What if I don't publish the transaction in which I spend an old coin, but wait until I can mine a block containing the transaction for myself.  I'm an evil mining pool operator in this example, say, so that won't take too long.  I make sure there are some multi-sig transactions in the block too.

I publish the block, spending the coin on the new chain, but the old chain rejects the block, since it contains multi-sig transactions.  Then I can spend the same coin again on the old chain.

Your beneficial cross-contamination idea only works if everyone's playing fair...

I think this is a realistic enough attack that it makes BIP 22 unworkable.


Title: Re: BIP 22?
Post by: casascius on February 02, 2012, 03:51:11 PM
But since "sends" on both forks look identical, and old clients are still talking to new clients, the two forks essentially cross-contaminate each other (beneficially) with each other's unconfirmed transactions, which results in every unconfirmed transaction that would be considered valid by both clients making it into both forks independently.

What if I don't publish the transaction in which I spend an old coin, but wait until I can mine a block containing the transaction for myself.  I'm an evil mining pool operator in this example, say, so that won't take too long.  I make sure there are some multi-sig transactions in the block too.

I publish the block, spending the coin on the new chain, but the old chain rejects the block, since it contains multi-sig transactions.  Then I can spend the same coin again on the old chain.

Your beneficial cross-contamination idea only works if everyone's playing fair...

I think this is a realistic enough attack that it makes BIP 22 unworkable.

I agree with your assessment.  You might win the award for the first serious argument against BIP 22 (at least from the set of those that I understand the ramifications of).

A mitigating factor is that this could be protected against by creating an optional patch to the new client that ensures that, upon receiving a block, the individual transactions are relayed to old clients (as determined by version number).  This patch would not need to be a part of the production code base, nor would it need to be run by everybody - as just a few individuals running it would be sufficient for such transactions from the new branch to get relayed to the old branch.  It would also not need to be permanent, being completely discardable and forgettable once consensus was that people actively expecting to receive bitcoins from the public via old clients was sufficiently small.  The relay patch is admittedly far less elegant than the simple piece of code I proposed for BIP 22 (the simplicity being a hallmark feature), the flipside being that its ugliness is temporary and not a permanent part of the protocol that must be implemented forever.

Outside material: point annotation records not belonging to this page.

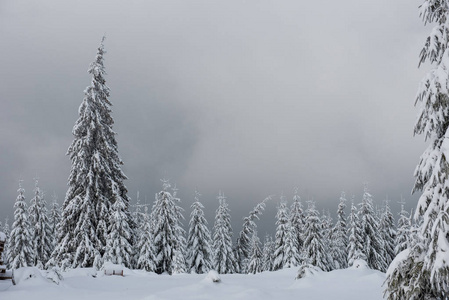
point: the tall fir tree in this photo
(403, 230)
(388, 233)
(40, 228)
(268, 254)
(244, 240)
(339, 237)
(255, 263)
(424, 271)
(96, 180)
(7, 232)
(314, 251)
(167, 232)
(373, 244)
(146, 254)
(297, 221)
(54, 218)
(355, 240)
(20, 251)
(326, 227)
(224, 260)
(118, 247)
(282, 235)
(199, 257)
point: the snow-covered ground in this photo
(79, 284)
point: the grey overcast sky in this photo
(253, 97)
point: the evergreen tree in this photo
(297, 221)
(244, 240)
(355, 240)
(222, 239)
(96, 179)
(292, 256)
(20, 251)
(138, 215)
(268, 254)
(403, 232)
(39, 228)
(372, 241)
(199, 256)
(423, 271)
(314, 251)
(118, 246)
(326, 228)
(282, 234)
(388, 234)
(146, 259)
(167, 231)
(54, 219)
(339, 237)
(255, 263)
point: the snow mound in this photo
(359, 264)
(2, 237)
(110, 268)
(212, 276)
(29, 274)
(55, 275)
(307, 270)
(80, 272)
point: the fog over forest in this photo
(252, 98)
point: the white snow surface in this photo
(348, 284)
(2, 236)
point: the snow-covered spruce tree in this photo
(54, 218)
(138, 215)
(20, 251)
(422, 270)
(339, 236)
(314, 250)
(96, 179)
(39, 228)
(326, 227)
(146, 255)
(282, 234)
(118, 247)
(180, 256)
(244, 240)
(403, 230)
(255, 263)
(167, 229)
(224, 260)
(355, 240)
(199, 256)
(373, 245)
(388, 233)
(268, 253)
(297, 221)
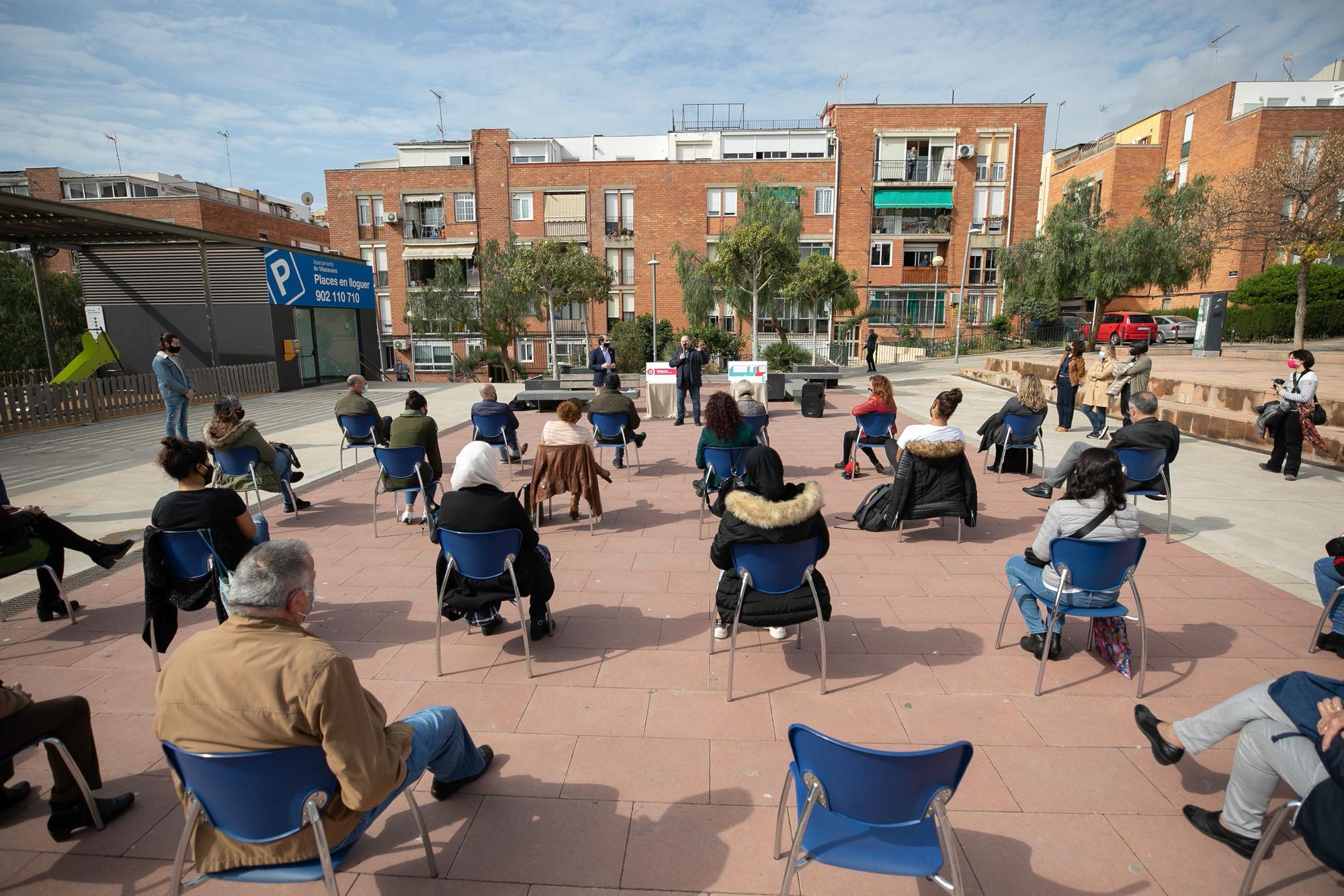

Other mitigating factors include the fact that any transaction on the old chain is unlikely to ever see six confirmations until long after receiving them.

Gavin's call still, of course.  I will be just as tickled to see BIP 16 move into place, ultimately I just want to see multisig happen but don't care how it gets done, and BIP 16 is more than good enough for me.


Title: Re: BIP 22?
Post by: dooglus on February 03, 2012, 09:09:23 AM
I agree with your assessment.  You might win the award for the first serious argument against BIP 22 (at least from the set of those that I understand the ramifications of).

It was bugging me that Gavin had so quickly dismissed the idea without giving enough of an explanation for me to immediately understand what his objection to it was, and so I set about trying to find it.  I don't know if the attack I proposed is the same as Gavin had in mind, or he just knows "forks are bad" and left it at that.

Quote
A mitigating factor is that this could be protected against by creating an optional patch to the new client that ensures that, upon receiving a block, the individual transactions are relayed to old clients (as determined by version number).

I'm not sure that's enough.  Because now I modify my attack like this:

1) mine block on new fork spending old coin without broadcasting transaction
2) mine block on old fork spending same old coin
3) publish both blocks at the same time

That's going to be harder than the original attack, but should be possible for any reasonable sized mining pool to achieve given a day's notice.


Title: Re: BIP 22?
Post by: casascius on February 03, 2012, 01:59:20 PM
I'm not sure that's enough.  Because now I modify my attack like this:

1) mine block on new fork spending old coin without broadcasting transaction
2) mine block on old fork spending same old coin
3) publish both blocks at the same time

That's going to be harder than the original attack, but should be possible for any reasonable sized mining pool to achieve given a day's notice.

That one strikes me as less plausible.  First, mining on the old fork is expensive - you are mining coins you cannot use for much at a very high difficulty, also putting your credibility on the line as a big pool.  Second, your set of potential victims - those who haven't upgraded but who are actively awaiting to deliver goods and services upon seeing an incoming transaction from the public - I would guess are already pretty small. Keeping in mind that a change like this would not suddenly be deployed all at once, but rather, put in a new version and left dormant on mainnet for a long time.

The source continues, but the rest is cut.